A US cartoonist has accused a Hong Kong education publisher of “stealing” his work after a drawing depicting a “cultural invasion” by American multinational brands appeared in a sample textbook for the revamped liberal studies subject.
Artist Andy Singer told HKFP on Friday that the political illustration – which appeared in a draft textbook printed by Marshall Cavendish Education for secondary school teachers – was “copied” from his work Invading new markets first published in 1998.
Singer’s drawing featured what appeared to be Walt Disney characters – including Mickey Mouse, Donald Duck and Goofy – dressed as soldiers with guns in their hands colonising an island. The picture shows tankers with logos of US multinational brands such as McDonald’s and Nike, shooting cans of Coca-Cola onto the island.
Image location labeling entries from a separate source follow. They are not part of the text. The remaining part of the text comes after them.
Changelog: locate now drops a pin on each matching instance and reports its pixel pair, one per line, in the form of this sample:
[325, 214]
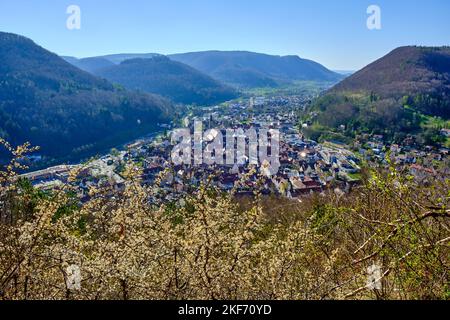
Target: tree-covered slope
[391, 96]
[171, 79]
[249, 69]
[66, 111]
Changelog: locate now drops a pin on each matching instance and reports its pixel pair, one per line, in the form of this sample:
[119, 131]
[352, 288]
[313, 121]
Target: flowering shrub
[209, 246]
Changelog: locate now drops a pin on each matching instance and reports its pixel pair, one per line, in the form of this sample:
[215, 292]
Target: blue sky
[332, 32]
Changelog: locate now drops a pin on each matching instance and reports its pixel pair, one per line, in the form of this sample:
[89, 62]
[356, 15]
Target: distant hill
[396, 95]
[121, 57]
[249, 69]
[66, 111]
[90, 65]
[171, 79]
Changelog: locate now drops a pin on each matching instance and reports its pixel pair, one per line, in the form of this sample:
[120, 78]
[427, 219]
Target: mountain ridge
[64, 110]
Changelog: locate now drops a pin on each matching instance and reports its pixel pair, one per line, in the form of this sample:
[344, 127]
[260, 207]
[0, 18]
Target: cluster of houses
[306, 167]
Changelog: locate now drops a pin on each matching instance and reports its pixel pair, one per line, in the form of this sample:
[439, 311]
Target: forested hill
[171, 79]
[249, 69]
[405, 92]
[68, 112]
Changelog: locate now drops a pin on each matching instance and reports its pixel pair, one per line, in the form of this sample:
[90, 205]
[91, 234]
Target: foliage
[208, 247]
The army also appeared to be “claiming the territory” with a Microsoft Windows flag, while fighter jets dropped televisions on the island.
The cartoon printed by the Hong Kong publisher, on the other hand, depicts a similar scene of Disney characters undertaking an imperialist takeover of an island. Titled “a cartoon depicting cultural globalisation,” the picture portrays Snow White, Mickey Mouse and Goofy holding guns, while McDonald’s characters run with a flag of the fast food company and fighter planes drop fries and burgers on the island.
A ‘direct steal’
Some users on Twitter on Thursday alleged that the textbook illustration was a “direct steal” from Singer. In response to HKFP’s enquiries, Singer agreed and said there may be a copyright infringement.
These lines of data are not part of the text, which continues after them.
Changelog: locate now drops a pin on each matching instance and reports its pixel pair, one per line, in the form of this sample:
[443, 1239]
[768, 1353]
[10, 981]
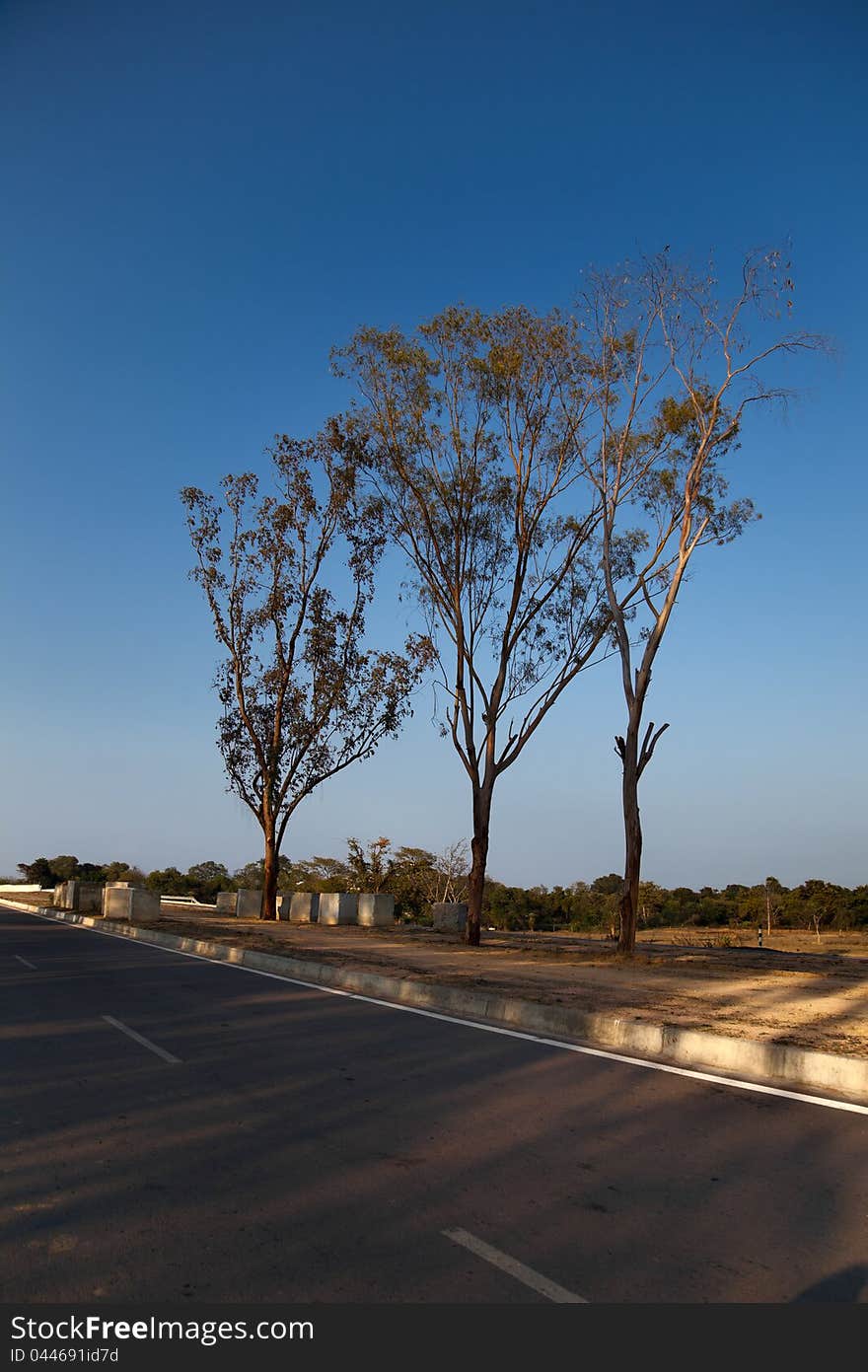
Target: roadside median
[768, 1062]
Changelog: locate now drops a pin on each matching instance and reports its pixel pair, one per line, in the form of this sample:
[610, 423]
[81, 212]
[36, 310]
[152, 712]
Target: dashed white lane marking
[140, 1038]
[649, 1065]
[516, 1269]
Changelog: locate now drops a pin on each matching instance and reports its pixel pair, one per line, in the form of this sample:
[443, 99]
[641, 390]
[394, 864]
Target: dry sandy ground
[786, 990]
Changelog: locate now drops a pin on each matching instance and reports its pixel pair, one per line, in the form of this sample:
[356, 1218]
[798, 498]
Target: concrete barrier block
[125, 902]
[249, 904]
[450, 916]
[88, 897]
[376, 909]
[339, 907]
[303, 907]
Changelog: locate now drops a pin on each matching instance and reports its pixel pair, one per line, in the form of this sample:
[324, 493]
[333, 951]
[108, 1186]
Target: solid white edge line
[140, 1038]
[694, 1074]
[516, 1269]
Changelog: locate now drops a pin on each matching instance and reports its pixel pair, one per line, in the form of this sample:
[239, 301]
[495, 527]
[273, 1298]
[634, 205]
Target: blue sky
[202, 199]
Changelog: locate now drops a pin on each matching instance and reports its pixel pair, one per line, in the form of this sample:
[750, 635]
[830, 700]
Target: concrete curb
[770, 1063]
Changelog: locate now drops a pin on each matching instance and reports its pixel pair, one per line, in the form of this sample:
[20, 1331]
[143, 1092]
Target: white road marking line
[140, 1038]
[516, 1269]
[737, 1083]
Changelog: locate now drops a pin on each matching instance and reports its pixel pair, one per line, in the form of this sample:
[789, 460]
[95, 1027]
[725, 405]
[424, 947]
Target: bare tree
[473, 435]
[677, 376]
[301, 695]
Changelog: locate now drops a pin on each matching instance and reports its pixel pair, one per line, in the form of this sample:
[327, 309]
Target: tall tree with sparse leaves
[288, 579]
[473, 434]
[675, 376]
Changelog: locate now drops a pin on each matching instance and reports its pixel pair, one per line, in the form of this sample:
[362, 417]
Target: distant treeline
[417, 878]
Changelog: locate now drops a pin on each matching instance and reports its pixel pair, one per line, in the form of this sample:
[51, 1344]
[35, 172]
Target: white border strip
[737, 1083]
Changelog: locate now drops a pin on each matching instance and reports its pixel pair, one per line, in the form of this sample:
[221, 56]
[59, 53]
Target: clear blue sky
[200, 199]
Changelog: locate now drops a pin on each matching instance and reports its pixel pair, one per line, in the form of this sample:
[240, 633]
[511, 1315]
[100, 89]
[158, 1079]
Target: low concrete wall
[780, 1063]
[376, 909]
[125, 902]
[303, 907]
[339, 908]
[249, 904]
[777, 1063]
[450, 916]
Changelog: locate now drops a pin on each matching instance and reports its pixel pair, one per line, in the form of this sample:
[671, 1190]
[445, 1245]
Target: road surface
[181, 1130]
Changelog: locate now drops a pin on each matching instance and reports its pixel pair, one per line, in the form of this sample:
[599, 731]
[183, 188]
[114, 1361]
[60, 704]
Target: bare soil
[794, 989]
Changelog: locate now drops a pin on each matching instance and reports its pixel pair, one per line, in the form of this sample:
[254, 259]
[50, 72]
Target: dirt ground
[793, 989]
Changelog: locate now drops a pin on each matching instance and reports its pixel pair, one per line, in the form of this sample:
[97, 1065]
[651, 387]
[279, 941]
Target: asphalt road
[273, 1143]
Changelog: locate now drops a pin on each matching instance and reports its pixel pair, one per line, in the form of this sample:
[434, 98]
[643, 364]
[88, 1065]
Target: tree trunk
[632, 839]
[478, 848]
[269, 877]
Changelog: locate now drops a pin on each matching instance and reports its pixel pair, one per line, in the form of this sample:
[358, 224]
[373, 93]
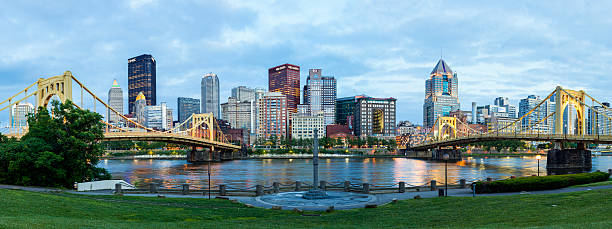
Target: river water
[378, 171]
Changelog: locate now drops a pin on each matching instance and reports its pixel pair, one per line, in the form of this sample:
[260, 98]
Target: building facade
[320, 95]
[375, 117]
[272, 116]
[140, 109]
[115, 101]
[441, 93]
[157, 116]
[345, 110]
[238, 113]
[304, 124]
[141, 78]
[186, 107]
[19, 117]
[242, 93]
[286, 80]
[530, 122]
[210, 95]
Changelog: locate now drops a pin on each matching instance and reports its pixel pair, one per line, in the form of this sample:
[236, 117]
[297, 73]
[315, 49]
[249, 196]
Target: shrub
[540, 182]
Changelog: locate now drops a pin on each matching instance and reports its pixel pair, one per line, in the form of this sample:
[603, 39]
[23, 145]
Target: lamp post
[539, 157]
[446, 157]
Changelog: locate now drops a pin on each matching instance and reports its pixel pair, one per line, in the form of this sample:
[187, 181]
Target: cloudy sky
[379, 48]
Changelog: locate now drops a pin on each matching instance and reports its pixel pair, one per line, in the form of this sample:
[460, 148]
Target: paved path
[380, 199]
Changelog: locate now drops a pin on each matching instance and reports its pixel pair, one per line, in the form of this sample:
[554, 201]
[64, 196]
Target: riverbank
[26, 209]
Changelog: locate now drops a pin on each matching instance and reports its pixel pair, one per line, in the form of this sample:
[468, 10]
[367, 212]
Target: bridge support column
[438, 154]
[563, 161]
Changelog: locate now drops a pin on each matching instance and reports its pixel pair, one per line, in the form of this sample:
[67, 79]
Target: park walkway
[380, 199]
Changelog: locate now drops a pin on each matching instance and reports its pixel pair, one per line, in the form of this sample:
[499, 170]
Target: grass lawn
[23, 209]
[608, 182]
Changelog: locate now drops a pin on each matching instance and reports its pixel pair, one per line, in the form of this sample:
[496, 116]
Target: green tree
[57, 151]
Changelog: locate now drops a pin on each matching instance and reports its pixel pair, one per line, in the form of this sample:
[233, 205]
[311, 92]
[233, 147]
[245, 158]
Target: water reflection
[379, 171]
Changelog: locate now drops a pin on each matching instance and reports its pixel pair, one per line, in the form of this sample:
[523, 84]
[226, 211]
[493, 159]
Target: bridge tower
[446, 127]
[208, 120]
[57, 85]
[563, 98]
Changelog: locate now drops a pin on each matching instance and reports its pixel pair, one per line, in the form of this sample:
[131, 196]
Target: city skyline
[529, 50]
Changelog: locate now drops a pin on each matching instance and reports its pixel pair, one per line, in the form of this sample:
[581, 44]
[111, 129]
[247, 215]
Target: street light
[539, 157]
[446, 157]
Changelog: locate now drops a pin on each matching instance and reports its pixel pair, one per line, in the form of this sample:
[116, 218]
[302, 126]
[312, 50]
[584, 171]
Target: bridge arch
[446, 128]
[61, 86]
[563, 99]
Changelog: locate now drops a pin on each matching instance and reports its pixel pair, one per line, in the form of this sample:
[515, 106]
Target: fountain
[315, 192]
[316, 198]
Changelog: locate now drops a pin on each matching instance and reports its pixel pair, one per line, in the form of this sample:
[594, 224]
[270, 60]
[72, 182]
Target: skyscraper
[115, 101]
[210, 95]
[441, 93]
[531, 121]
[286, 80]
[141, 78]
[242, 93]
[140, 108]
[320, 95]
[187, 107]
[272, 116]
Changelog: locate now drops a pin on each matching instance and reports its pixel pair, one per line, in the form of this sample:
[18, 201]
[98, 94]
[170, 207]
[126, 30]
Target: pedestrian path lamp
[446, 157]
[539, 157]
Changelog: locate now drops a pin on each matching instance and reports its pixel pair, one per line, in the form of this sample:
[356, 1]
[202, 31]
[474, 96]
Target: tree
[57, 151]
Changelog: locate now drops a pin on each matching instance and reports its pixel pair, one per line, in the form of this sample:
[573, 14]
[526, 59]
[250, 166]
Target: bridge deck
[604, 139]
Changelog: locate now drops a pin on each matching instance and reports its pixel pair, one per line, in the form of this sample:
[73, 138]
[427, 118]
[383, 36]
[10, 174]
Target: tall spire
[115, 84]
[442, 67]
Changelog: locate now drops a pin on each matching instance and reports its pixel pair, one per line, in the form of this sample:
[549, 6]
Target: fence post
[185, 189]
[258, 190]
[366, 188]
[222, 190]
[118, 188]
[298, 185]
[153, 188]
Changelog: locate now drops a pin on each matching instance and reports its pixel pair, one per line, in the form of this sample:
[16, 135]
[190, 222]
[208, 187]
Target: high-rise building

“Yes, the cartoon seems like a direct steal. My cartoons appear in a Chinese news magazine called Neweekly, so someone either saw the image there (and copied it) or the found it on the internet,” Singer wrote in an email.
The Minnesota-based cartoonist said his work was registered with the US Copyright Office in 1998, among other cartoons he produced that year. According to office’s public catalogue, Invading new markets was published in the August 1998 issue of Z Magazine and that Singer was the copyright claimant.
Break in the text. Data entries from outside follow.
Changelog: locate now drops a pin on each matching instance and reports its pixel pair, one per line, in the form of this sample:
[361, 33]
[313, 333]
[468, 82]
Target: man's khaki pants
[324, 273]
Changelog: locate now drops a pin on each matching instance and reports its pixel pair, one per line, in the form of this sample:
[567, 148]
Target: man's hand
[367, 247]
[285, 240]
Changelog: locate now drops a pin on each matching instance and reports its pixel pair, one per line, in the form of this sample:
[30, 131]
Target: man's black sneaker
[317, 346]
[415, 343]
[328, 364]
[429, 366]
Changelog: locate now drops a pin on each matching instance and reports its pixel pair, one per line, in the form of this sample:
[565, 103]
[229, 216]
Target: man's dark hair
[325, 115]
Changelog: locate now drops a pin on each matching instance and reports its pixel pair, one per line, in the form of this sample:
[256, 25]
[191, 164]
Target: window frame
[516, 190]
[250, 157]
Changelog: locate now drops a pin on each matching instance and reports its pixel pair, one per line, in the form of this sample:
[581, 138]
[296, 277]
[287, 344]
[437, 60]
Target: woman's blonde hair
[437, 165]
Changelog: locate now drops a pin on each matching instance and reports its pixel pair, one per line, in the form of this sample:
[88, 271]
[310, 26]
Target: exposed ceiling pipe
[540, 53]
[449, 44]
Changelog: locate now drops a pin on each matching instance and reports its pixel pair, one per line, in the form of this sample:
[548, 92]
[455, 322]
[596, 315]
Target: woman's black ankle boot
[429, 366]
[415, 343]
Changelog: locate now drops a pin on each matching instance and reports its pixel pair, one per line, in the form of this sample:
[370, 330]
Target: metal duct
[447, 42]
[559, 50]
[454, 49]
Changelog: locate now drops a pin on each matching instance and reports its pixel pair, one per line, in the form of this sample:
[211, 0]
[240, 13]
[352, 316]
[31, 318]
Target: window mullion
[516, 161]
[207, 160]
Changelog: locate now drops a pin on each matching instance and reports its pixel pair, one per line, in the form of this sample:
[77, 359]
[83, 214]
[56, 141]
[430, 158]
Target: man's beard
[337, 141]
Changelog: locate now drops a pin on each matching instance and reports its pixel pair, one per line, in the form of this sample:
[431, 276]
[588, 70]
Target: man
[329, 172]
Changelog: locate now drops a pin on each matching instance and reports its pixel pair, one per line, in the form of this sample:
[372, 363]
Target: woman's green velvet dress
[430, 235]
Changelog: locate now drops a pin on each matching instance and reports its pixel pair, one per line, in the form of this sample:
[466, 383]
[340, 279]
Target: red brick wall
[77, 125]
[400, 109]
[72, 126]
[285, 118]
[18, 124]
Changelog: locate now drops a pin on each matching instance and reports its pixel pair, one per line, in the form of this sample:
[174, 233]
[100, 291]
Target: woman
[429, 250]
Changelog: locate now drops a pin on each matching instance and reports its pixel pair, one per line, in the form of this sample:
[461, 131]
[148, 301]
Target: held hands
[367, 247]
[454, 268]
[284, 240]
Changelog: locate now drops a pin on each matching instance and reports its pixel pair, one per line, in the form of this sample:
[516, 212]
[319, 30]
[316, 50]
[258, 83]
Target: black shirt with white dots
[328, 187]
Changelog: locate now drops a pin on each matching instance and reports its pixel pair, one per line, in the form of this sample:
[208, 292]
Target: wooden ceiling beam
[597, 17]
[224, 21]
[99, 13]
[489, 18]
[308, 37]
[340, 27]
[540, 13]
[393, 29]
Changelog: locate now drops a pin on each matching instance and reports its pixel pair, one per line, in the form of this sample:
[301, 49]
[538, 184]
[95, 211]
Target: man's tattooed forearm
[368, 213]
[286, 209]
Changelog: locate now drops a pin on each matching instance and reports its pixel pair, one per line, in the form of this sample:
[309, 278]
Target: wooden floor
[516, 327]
He said he was uncertain about how US and European Union copyrights are treated in Hong Kong: “I’m not sure I can do anything about it, other than send them a ‘cease and desist’ e-mail, but I’m glad to know about it,” he said.
“I’m angry about what the Chinese government is doing to democracy in Hong Kong (and elsewhere). It’s depressing,” he added.
According to the Hong Kong government’s Intellectual Property Department, the Copyright Ordinance came into force in June 1997 and offers a “comprehensive protection” to various categories of literary, dramatic, musical and artistic works.
The department said no formalities were required for obtaining copyright protection in Hong Kong, which means the works first published outside of the city are also protected by the local legislation.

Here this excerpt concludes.